The Week spoke to some valley denizens to find out what they think about this newly imposed traffic rule.

Madahav Khanal
I think that banning horns in their entirety, considering how a lot of drivers in town don’t follow other traffic rules, might not really work out. To start with, honking should be banned in school, college, and hospital areas. They disturb the peaceful environment needed by these places, sometimes even triggering heart attacks amongst elderly people at the hospitals. Before a complete ban, they should introduce other rules that make drivers aware about other people around them that the ban becomes redundant anyways.

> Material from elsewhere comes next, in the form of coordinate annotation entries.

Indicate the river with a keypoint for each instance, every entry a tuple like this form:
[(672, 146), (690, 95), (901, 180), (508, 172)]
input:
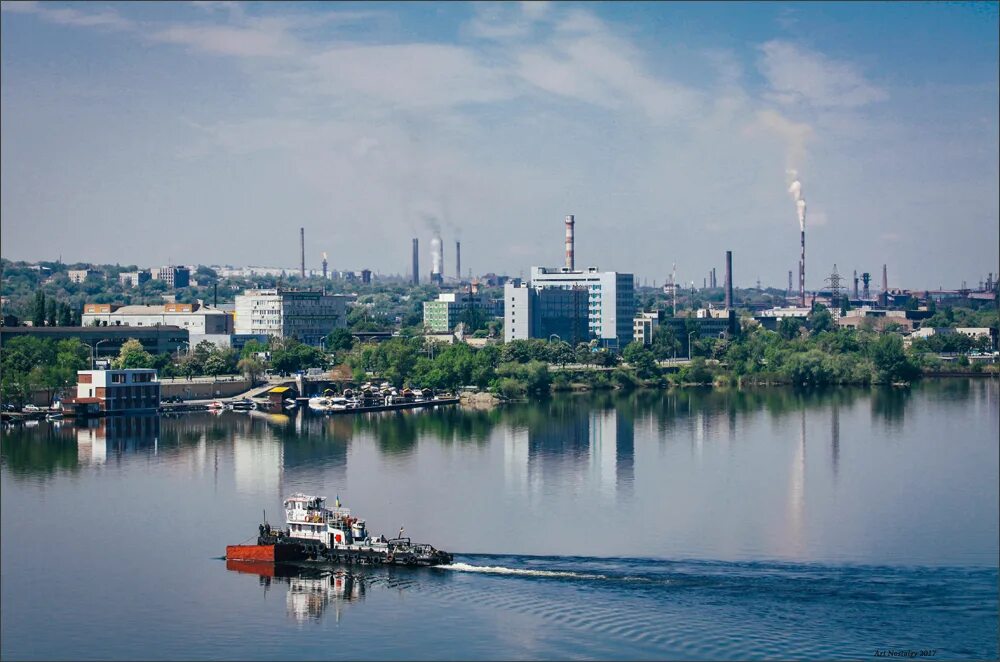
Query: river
[(689, 524)]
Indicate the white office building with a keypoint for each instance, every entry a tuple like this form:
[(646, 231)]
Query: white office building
[(610, 299), (306, 316)]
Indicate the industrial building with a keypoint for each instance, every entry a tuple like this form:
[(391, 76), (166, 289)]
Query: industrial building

But, if this ban puts a stop to honking pointlessly during traffic jams, or big trucks blaring their horns on empty roads then I will be happy with the results.

Sita Ghimire
I have a shop next to the Ring Road and there have been countless times I have been startled because of a huge truck honking at invisible vehicles on the road. There are also countless times there has been hours long traffic with constant blaring horns. I think the ban will at least help reduce noise pollution, even though it’s the air pollution that should be the primary concern. I hope that this ban means that I can at least go to sleep without a constant headache due to all the noise of the day. It should only be used when it’s absolutely necessary, and not to announce to a community that you, with your long pealing horn, are passing by.

Durgesh Mandal
I think that this is a good rule and I applaud the government on its efforts. There are people everywhere honking unnecessarily. You never know where the next blare of noise will come from, which often makes me prone to road rage. I’m sure there are many people like me who get angry while driving in Kathmandu. Noise pollution is stress that we can all live without, and it brings about problems in hearing as well as the heart from being too jumpy and with loud noise constantly surrounding us. I’m actually looking forward to reaching my destination without having to put up with people who think a few long presses of a button will clear a path for them during a traffic jam.

Abhisekh Maskey
In Nepal, if there is a problem the best solution people come up with is always to suppress it. This ban is not sensible as people are not going to stop honking till they understand why they shouldn’t be honking in the first place. People need to realize is that pressure honking will not reduce traffic and will only increase agitation and irritation. The current scenario without effective pre-measures of making people aware about why no honking zone should be maintained and abruptly banning horns is not going to go down very well with the general public. People are creatures of habit and won’t stop doing what they have been doing just because there is now a ban on it. They will simply forget. Ban is never the solution. Awareness is. 

Smriti Tuladhar 
I believe no honking rule is an excellent rule to implement in Nepal but I’m not sure if people who drive are ready for it yet. Keeping in mind people’s utter lack of responsibility and empathy, and their attitude of always having to beat the other vehicle, the government needs to understand that just imposing rules doesn’t work in the best of interest of its people. I, being a scooter rider, face many hassles every day. Everyone is in such a hurry that they aren’t willing to wait for even five seconds for another vehicle to pass, which could have prevented two hours of jam. For this to be an effective rule, it should have gone through a systematic approach. There should have been an awareness campaign of sorts before imposing a complete ban. 

Aindra Limbu
As a driver who needs to get around town quite often, I feel like this ban isn’t a very good one. There are times that you absolutely need to honk, for your own safety or for the others. There are motorists who don’t even look at their mirrors and will just turn or change lanes without looking and you absolutely have to use the horn to let them know they are about to hit you . Although I do agree that horns affect everyone, from children to the elderly, I believe that this is not the correct way to go about it. This even feels like they are just passing laws for the sake of it, instead of focusing on the real problems. I don’t think people care about horns right now, do something about the dust instead if you want the public to be happy.